The former are souls forced to push boulders in opposite directions and insult any others they crash into. Their sins were hoarding (the greedy) or the squandering of money (the prodigal); among them are several men of the church whose image is tarnished by their sin. The wrathful, meanwhile, are mired in the swampy waters of the River Styx, the wrathful viciously fighting each other.

As Dante and Virgil are swiftly ferried across the swamp by Phlegyas, a mud-covered sinner rudely asks Dante what he—being alive—is doing in the kingdom of the dead. The poet recognises him as Filippo Argenti, a Black Guelph belonging to the prominent Florentine Adimari family, known at the time for his insolent, arrogant manner. Dante addresses him as “damned spirit” and, when the sinner tries to overturn the boat, Virgil thrusts him back into the mud, where other damned souls hurl themselves at Argenti, who starts tearing off his own flesh. This canto reveals a somewhat vindictive side to the narrator and has inspired a great deal of commentary by critics and scholars.

In the infernal city of Dis (canto X, sixth circle), the heretics burn in fiery tombs. The Florentine Farinata degli Uberti—a Ghibelline posthumously tried for heresy—rises from one. Despite being enemies, he and Dante converse politely. Farinata prophesies Dante will be exiled from Florence—but does not tell him for how long.

Treachery is punished at the very depths of Hell in the ninth circle. Traitors are punished in a frozen lake produced by the icy wind emanating from Lucifer’s wings. From here, Virgil leads Dante to the lowest part of Hell, where they behold “the emperor of the kingdom dolorous”—Lucifer himself, who is trapped in ice from the waist down (canto XXXIV). “O, what a marvel it appeared to me, / When I beheld three faces on his head!” Dante exclaims in horror, watching Lucifer’s three mouths gnaw on Judas Iscariot, betrayer of Jesus, and the chief assassins of Julius Caesar, Brutus, and Cassius: “With six eyes did [Lucifer] weep, and down three chins / Trickled the tear-drops and the bloody drivel.”

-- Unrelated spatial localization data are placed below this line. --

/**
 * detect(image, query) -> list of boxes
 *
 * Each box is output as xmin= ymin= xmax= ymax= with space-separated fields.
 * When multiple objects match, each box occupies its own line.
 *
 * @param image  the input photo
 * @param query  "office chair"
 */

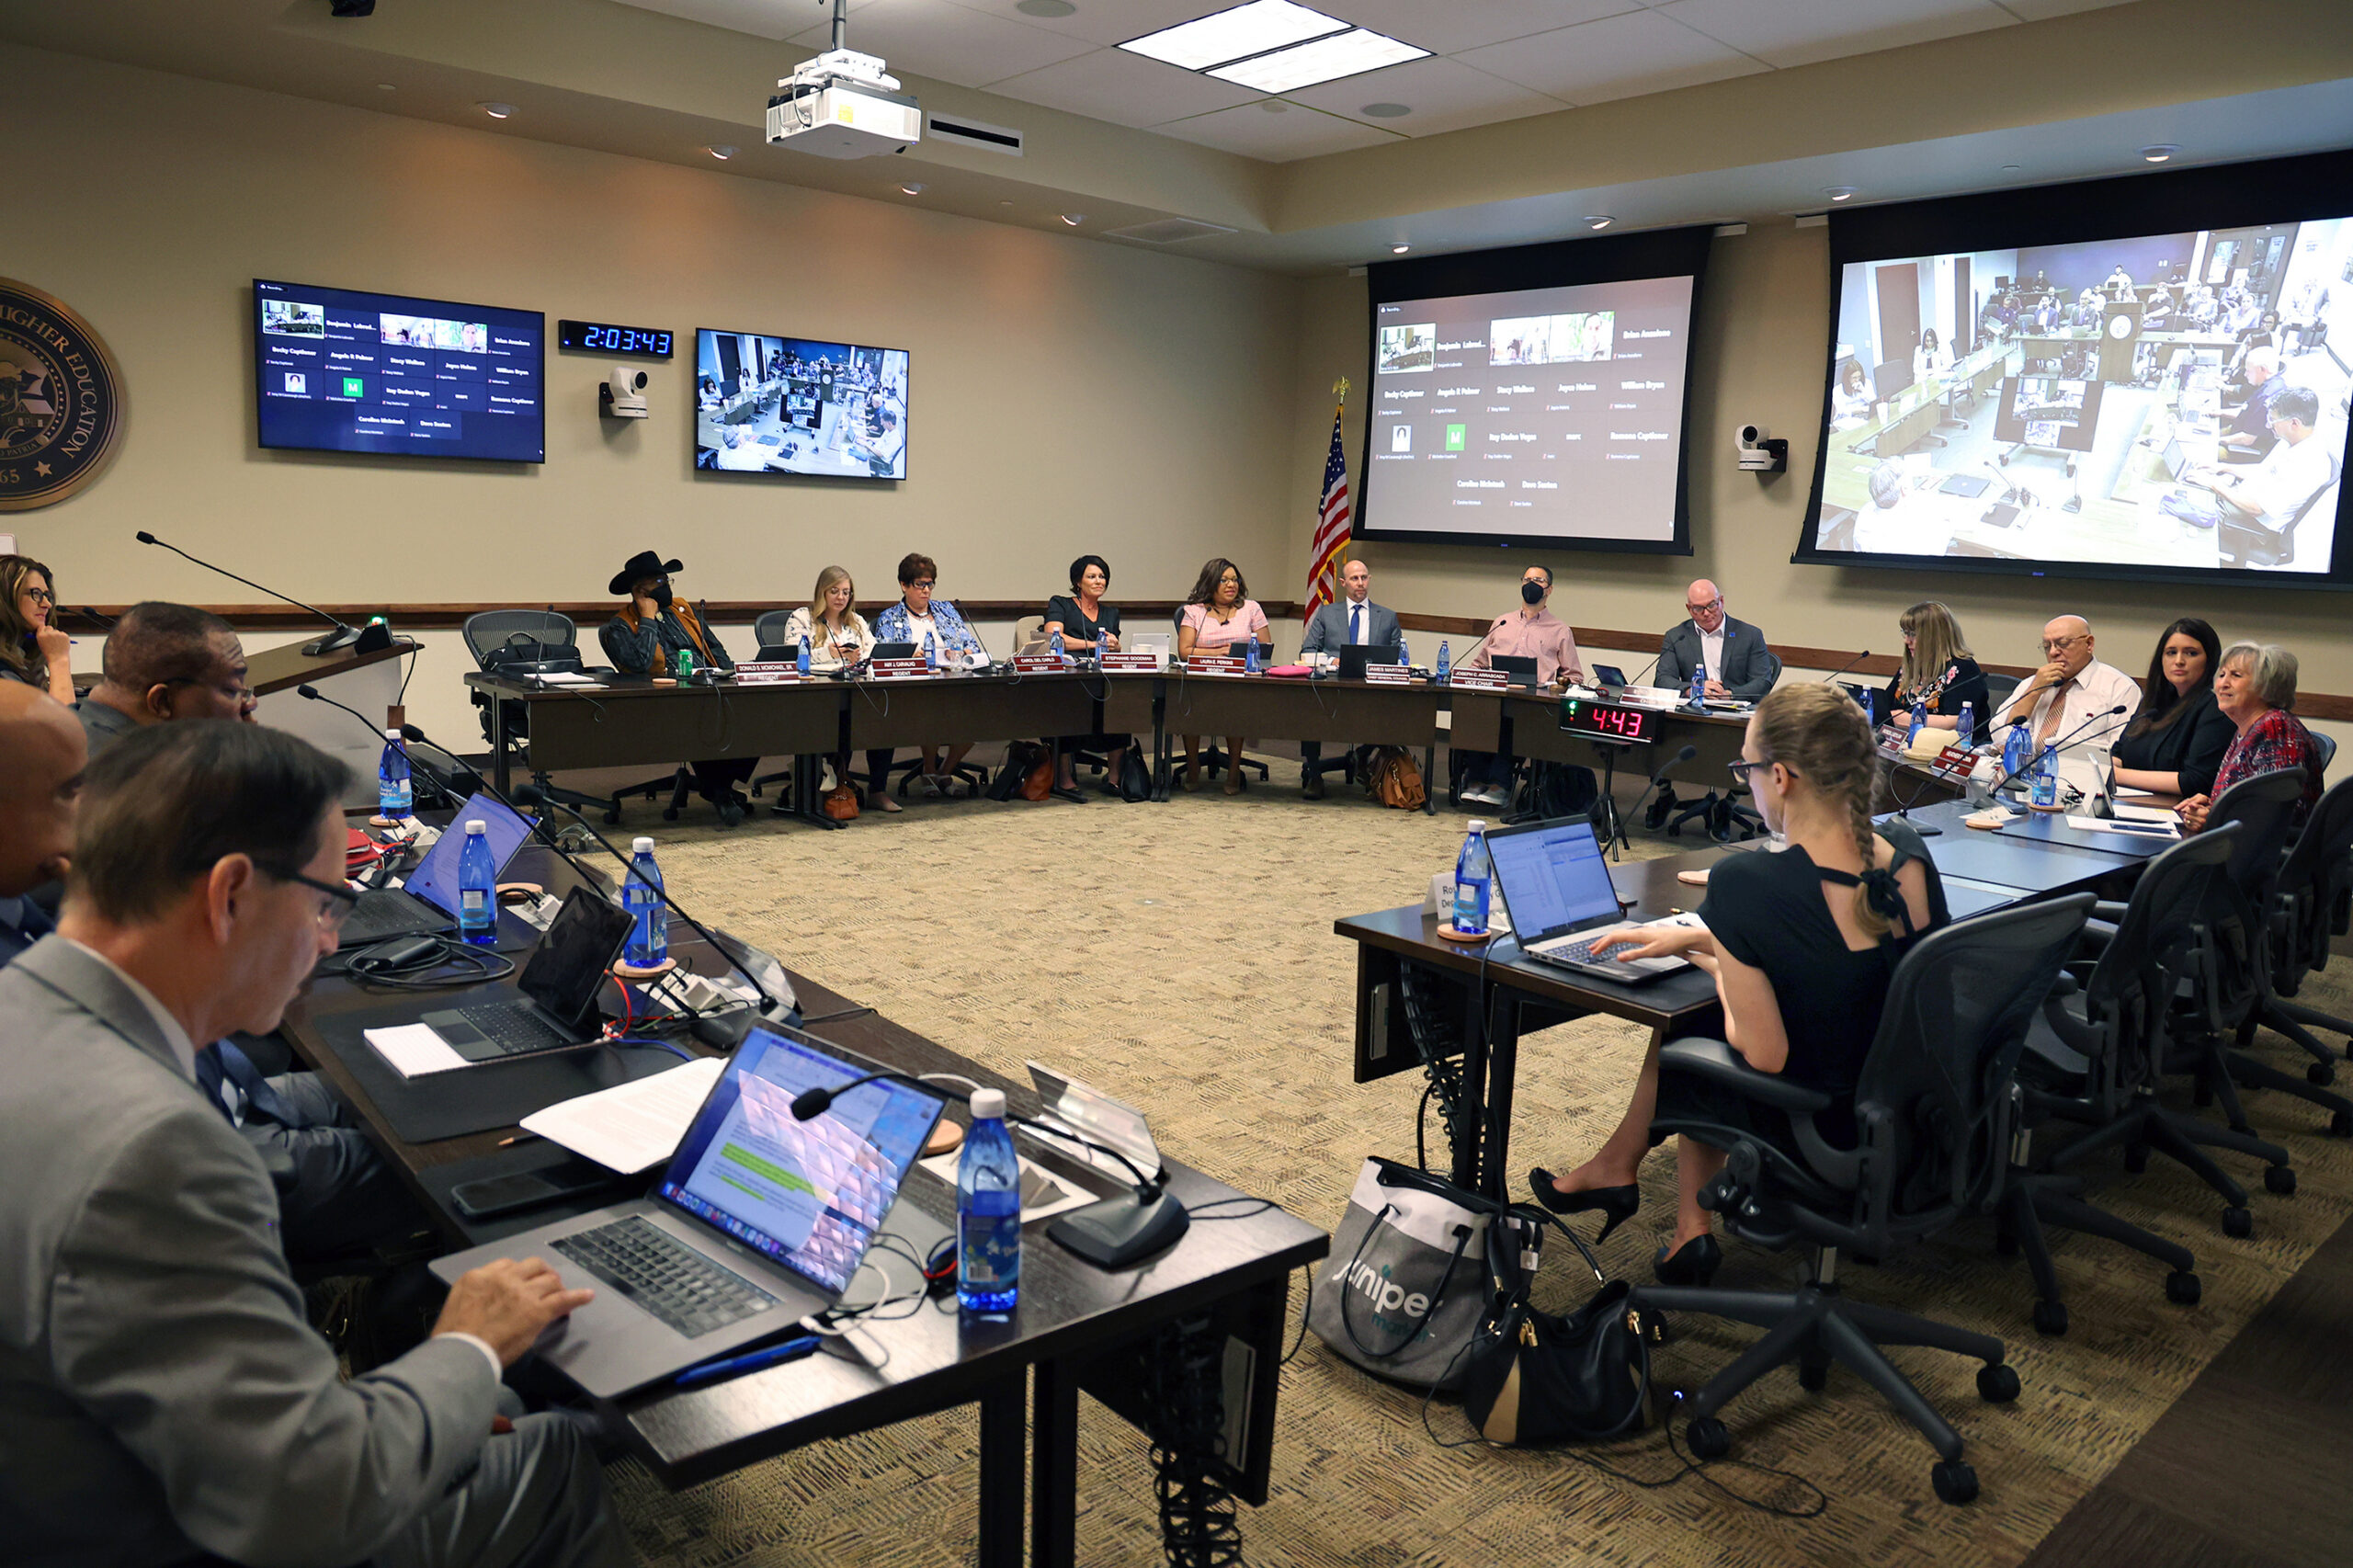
xmin=745 ymin=608 xmax=812 ymax=805
xmin=1979 ymin=672 xmax=2022 ymax=724
xmin=1662 ymin=653 xmax=1779 ymax=842
xmin=2256 ymin=776 xmax=2353 ymax=1084
xmin=460 ymin=611 xmax=690 ymax=826
xmin=1635 ymin=895 xmax=2093 ymax=1505
xmin=2220 ymin=455 xmax=2339 ymax=569
xmin=2213 ymin=770 xmax=2353 ymax=1135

In this late 19th-century illustration by Gustave Doré, Lucifer, trapped in ice, devours the traitors Judas, Brutus, and Cassius.
Photograph by White Images, Scala, Florence

To the poet’s astonishment, Virgil is able to pass down below Lucifer. Dante follows, and the pair climb down the devil’s legs where they find a channel to the centre of the earth that will lead them out of Hell to Mount Purgatory. It is there that Dante will finally be reunited with Beatrice in Purgatorio. Emerging on the other side of the world, Dante’s journey through the underworld, and the Inferno, has come to an end before the dawn on Easter Sunday: “Thence we came forth to rebehold the stars.”

Infinite inspiration

Dante died in Ravenna 1321 in his mid-50s, without ever returning to his beloved Florence. The Divine Comedy found its first major champion in another Florentine writer, Giovanni Boccaccio (1313-1375). The Divine Comedy crowns not just Italian literature but Western culture as a whole, and its impact on English literature is colossal. Centuries after its publication, it was a principal inspiration for English poet John Milton’s epic 1667 work, Paradise Lost. In the 18th century Dante was placed on a par with Homer. The English poet Samuel Taylor Coleridge described Dante’s work as “a total impression of infinity,” and the 20th-century author James Joyce declared: “I love Dante almost as much as the Bible. He is my spiritual food.”